Of all the Ukrainian forces fighting the invading Russian military, the most controversial is the Azov Battalion. It is among Ukraine’s most adept military units and has battled Russian forces in key sites, including the besieged city of Mariupol and near the capital, Kyiv. With Russian forces withdrawing from areas north of Kyiv last week and possibly repositioning in southern and eastern Ukraine, which Moscow has declared as its primary focus, the Azov forces could grow in significance.
But the battalion’s far-right nationalist ideology has raised concerns that it is attracting extremists, including white supremacist neo-Nazis, who could pose a future threat. When Putin cast his assault on Ukraine as a quest to “de-Nazify” the country, seeking to delegitimize the Ukrainian government and Ukrainian nationalism as fascist, he was partly referring to the Azov forces. While they are now fighting for a Jewish president whose relatives were killed fighting the Nazis, they have continued to be fodder for Russian propaganda as Putin seeks to convince Russians that his costly invasion of Ukraine was necessary.
Yet interviews with Azov fighters and one of its founders, as well as experts who have tracked the battalion from its beginnings, provide a more nuanced picture of its current state, which is more complex than what is conventionally known.
The battalion’s own leaders and fighters concede that some extremists remain in their ranks, but it has evolved since its emergence in 2014 during the conflict in eastern Ukraine against Russian forces and Moscow-backed separatists.
Under pressure from U.S. and Ukrainian authorities, the Azov battalion has toned down its extremist elements. And the Ukrainian military has also become stronger in the past eight years and therefore less reliant on paramilitary groups. Moreover, today’s war against Russia is far different than in 2014, fueled less by political ideology than a sense of patriotism and moral outrage at Russia’s unprovoked assault on Ukraine, especially its civilian population. Extremists do not appear to make up a large part of the foreigners who have arrived here to take up arms against Russia, analysts said.
“You have fighters now coming from all over the world that are energized by what Putin has done,” said Colin P. Clarke, director of research at the Soufan Group, an intelligence and security consulting firm. “And so it’s not even that they’re in favor of one ideology or another — they’re just aghast by what they’ve seen the Russians doing.”
“That certainly wasn’t the same in 2014,” he added. “So while the far-right element is still a factor, I think it’s a much smaller part of the overall whole. It’s been diluted, in some respects.”
Analysts also noted that Ukraine’s far-right movement is not just small in Ukraine, but also is dwarfed by far-right movements in other parts of Europe.
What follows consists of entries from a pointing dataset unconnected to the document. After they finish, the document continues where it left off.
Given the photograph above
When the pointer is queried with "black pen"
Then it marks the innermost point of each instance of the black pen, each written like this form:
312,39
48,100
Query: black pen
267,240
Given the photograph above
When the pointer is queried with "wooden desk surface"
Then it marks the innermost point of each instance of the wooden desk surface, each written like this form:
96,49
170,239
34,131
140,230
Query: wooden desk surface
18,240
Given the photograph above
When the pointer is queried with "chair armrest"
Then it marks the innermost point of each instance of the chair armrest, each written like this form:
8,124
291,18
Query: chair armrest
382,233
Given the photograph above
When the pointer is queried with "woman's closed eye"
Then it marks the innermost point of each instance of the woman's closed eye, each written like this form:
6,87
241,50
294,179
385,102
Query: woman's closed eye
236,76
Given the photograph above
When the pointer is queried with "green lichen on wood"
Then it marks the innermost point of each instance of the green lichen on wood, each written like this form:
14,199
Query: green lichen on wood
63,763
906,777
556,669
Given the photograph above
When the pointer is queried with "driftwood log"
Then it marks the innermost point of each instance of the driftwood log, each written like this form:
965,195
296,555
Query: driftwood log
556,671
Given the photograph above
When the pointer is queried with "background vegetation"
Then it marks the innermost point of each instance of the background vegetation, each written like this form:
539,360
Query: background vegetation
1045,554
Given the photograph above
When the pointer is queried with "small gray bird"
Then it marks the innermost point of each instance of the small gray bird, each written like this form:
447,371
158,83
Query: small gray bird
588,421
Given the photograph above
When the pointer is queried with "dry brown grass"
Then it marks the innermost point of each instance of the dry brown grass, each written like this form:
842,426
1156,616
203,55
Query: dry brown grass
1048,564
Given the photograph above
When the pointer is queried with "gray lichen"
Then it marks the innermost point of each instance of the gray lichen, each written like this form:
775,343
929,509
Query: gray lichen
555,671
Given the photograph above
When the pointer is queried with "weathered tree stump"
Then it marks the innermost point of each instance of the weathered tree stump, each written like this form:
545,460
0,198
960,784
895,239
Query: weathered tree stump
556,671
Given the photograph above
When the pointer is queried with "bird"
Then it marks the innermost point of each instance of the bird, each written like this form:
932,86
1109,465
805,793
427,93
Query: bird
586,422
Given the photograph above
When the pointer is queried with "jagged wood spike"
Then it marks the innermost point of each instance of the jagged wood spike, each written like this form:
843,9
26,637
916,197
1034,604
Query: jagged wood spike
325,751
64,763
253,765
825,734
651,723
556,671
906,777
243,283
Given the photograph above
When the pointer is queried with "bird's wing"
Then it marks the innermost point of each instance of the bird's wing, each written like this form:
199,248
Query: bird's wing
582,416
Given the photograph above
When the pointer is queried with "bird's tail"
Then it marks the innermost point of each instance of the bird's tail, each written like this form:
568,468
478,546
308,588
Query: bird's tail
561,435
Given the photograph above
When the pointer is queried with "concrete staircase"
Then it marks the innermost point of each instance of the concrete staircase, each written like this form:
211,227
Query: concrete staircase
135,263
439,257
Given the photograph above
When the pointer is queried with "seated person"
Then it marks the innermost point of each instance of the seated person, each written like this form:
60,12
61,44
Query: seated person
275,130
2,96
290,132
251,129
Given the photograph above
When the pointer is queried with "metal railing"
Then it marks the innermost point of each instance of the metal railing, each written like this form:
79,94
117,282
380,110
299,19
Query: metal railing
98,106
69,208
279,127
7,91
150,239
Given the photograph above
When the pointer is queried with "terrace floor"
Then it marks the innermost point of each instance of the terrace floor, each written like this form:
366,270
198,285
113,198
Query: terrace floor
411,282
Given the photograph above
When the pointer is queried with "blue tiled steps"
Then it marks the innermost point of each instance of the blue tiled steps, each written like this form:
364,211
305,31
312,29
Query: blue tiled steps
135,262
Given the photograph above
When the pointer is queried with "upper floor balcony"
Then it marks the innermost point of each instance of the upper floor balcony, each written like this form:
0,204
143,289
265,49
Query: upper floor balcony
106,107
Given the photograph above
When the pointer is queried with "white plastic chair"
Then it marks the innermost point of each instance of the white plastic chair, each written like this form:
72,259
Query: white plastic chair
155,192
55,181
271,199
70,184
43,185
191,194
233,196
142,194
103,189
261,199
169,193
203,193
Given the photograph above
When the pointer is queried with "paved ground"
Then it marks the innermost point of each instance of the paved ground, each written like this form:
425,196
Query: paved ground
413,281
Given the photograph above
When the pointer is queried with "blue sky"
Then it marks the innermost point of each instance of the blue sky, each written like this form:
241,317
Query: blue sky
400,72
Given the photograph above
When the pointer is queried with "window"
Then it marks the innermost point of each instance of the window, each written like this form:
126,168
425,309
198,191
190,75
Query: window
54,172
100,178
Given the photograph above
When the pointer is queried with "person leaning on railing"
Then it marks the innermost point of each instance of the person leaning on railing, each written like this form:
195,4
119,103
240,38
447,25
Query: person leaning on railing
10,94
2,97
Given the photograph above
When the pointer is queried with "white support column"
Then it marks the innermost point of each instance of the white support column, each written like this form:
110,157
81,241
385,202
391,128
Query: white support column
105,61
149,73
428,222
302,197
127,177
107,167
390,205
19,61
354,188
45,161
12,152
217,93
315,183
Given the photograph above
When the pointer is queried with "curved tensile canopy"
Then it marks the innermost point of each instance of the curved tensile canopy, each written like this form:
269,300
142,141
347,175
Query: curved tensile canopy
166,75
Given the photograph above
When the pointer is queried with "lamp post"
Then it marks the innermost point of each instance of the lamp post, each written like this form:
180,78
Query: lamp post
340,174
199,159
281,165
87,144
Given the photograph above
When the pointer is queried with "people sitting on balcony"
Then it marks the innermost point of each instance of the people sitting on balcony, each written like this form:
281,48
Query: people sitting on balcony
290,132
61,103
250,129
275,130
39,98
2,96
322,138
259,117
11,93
In an interview, the force’s co-founder and top commander, Col. Andriy Biletskiy, did not dispute his far-right ultraconservative leanings or the presence of some extremists in his units. But he rejected the allegations of Nazism and white supremacist views, describing such charges as Russian propaganda.
“We don’t identify ourselves with the Nazi ideology,” said Biletskiy, 41. “We have people of conservative political views, and I see myself as such. But, as any person, I don’t want my views to be defined by others. I’m not a Nazi. We completely reject it.”
Michael Colborne, who monitors and researches the far right and wrote a book about the Azov, said that he “wouldn’t call it explicitly a neo-Nazi movement.”
“There are clearly neo-Nazis within its ranks,” said Colborne, author of “From the Fires of War: Ukraine’s Azov Movement and the Global Far Right.”
“There are elements in it who are, you know, neo-fascist and there are elements who are maybe more kind of old-school Ukrainian nationalist," he said. "At its core, it’s hostile to liberal democracy. It’s hostile to every everything that comes with liberal democracy, minority rights, voting rights, things like that.”
The Azov rose up initially in the spring of 2014 as a volunteer force launched by the ultranationalist Patriot of Ukraine and the extremist Social National Assembly. Both groups engaged in xenophobic assaults on migrants, the Roma community and other minorities.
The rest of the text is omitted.